A musical aside: If you want to hear actual recordings of the demonstrations in Chicago and people chanting that phrase, go to your old vinyl and pull out Chicago's first album Chicago Transit Authority and go to Track 1 on Side 4, Prologue, August 29, 1968. For the kids that would be Track 10 on the CD.
The old pols won that battle but lost the war for the hearts and minds of America. Hubert Humphrey was nominated and lost to Richard M. Nixon thus beginning a long period of Republican domination of the nation, occupying the Presidency for 28 of the next 40 years and totally capturing the narrative spooned out to the American populace.
After the Chicago convention and the ensuing trials, the "progressives" and the "liberals" all but abandoned the Democratic Party. That got us Nixon. Here's how bad it was. I wasn't eligible to vote in 1968 - the 26th Amendment had not come along yet - but I was so ticked off at the Democratic Party that I would have voted for Nixon. After all he promised to end the Vietnam War.
That was the only important thing then. Nothing else mattered.
Sound familiar?
That didn't work out so well... been voting with the Democratic Party since then... guess I'll keep on doing that at least until there is another spectacle like Chicago. This stuff about the debt ceiling and all that sort-of pales in comparison to a national party stabbing itself repeatedly when "the whole world is watching".
So, I find myself puzzling over whether Obama's pile of attaboys has been cancelled out by all the times I've had to say "Oh, crap!"
And I go back to Side 2, Track 4 (kids, it's Track 9 for you) entitled "You Can't Always Get What You Want".
But have I gotten what I need?
Democrats. You can't live with 'em. You can't live without 'em.

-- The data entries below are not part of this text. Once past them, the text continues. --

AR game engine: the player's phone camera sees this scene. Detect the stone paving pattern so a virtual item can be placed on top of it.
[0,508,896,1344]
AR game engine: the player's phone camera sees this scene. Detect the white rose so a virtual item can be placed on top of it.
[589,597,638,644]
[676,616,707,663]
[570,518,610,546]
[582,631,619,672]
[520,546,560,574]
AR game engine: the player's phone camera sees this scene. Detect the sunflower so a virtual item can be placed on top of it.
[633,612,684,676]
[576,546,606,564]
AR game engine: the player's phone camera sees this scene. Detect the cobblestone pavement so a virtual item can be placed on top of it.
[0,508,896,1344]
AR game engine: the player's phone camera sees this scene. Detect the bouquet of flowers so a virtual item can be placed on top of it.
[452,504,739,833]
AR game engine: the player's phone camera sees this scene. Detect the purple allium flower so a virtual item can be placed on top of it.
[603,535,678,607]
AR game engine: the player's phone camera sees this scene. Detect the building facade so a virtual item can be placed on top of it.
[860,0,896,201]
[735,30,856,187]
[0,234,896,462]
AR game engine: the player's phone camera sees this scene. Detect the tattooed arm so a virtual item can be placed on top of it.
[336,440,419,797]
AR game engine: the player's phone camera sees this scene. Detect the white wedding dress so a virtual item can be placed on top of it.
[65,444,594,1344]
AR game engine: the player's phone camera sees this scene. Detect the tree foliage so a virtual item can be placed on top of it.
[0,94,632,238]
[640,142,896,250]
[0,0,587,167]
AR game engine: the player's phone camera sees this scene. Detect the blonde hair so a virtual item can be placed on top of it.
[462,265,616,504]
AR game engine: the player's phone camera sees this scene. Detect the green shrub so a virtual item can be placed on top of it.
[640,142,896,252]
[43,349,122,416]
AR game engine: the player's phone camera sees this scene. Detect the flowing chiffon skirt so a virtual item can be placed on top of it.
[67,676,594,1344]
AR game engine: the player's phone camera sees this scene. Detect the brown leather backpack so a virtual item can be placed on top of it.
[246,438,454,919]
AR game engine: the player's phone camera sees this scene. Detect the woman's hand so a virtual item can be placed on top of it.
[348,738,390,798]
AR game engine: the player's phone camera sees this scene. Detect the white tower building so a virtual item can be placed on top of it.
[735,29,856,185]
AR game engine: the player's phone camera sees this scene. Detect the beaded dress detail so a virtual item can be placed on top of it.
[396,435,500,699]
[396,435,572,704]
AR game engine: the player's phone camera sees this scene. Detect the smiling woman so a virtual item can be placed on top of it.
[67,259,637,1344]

So let's pivot (that word is so popular, isn't it?). I think I'll finish with words from the first Republican President. When he had to face up to unpopularity with the Civil War in 1864, Ol' Honest Abe had this to say to his party and his country:
"I do not allow myself to suppose that either the Convention or the league have concluded to decide that I am either the greatest or the best man in America, but rather they have concluded it is not best to swap horses while crossing the river, and have further concluded that I am not so poor a horse that they might not make a botch of it in trying to swap."
Think it over carefully, people. What you want is not necessarily what you need.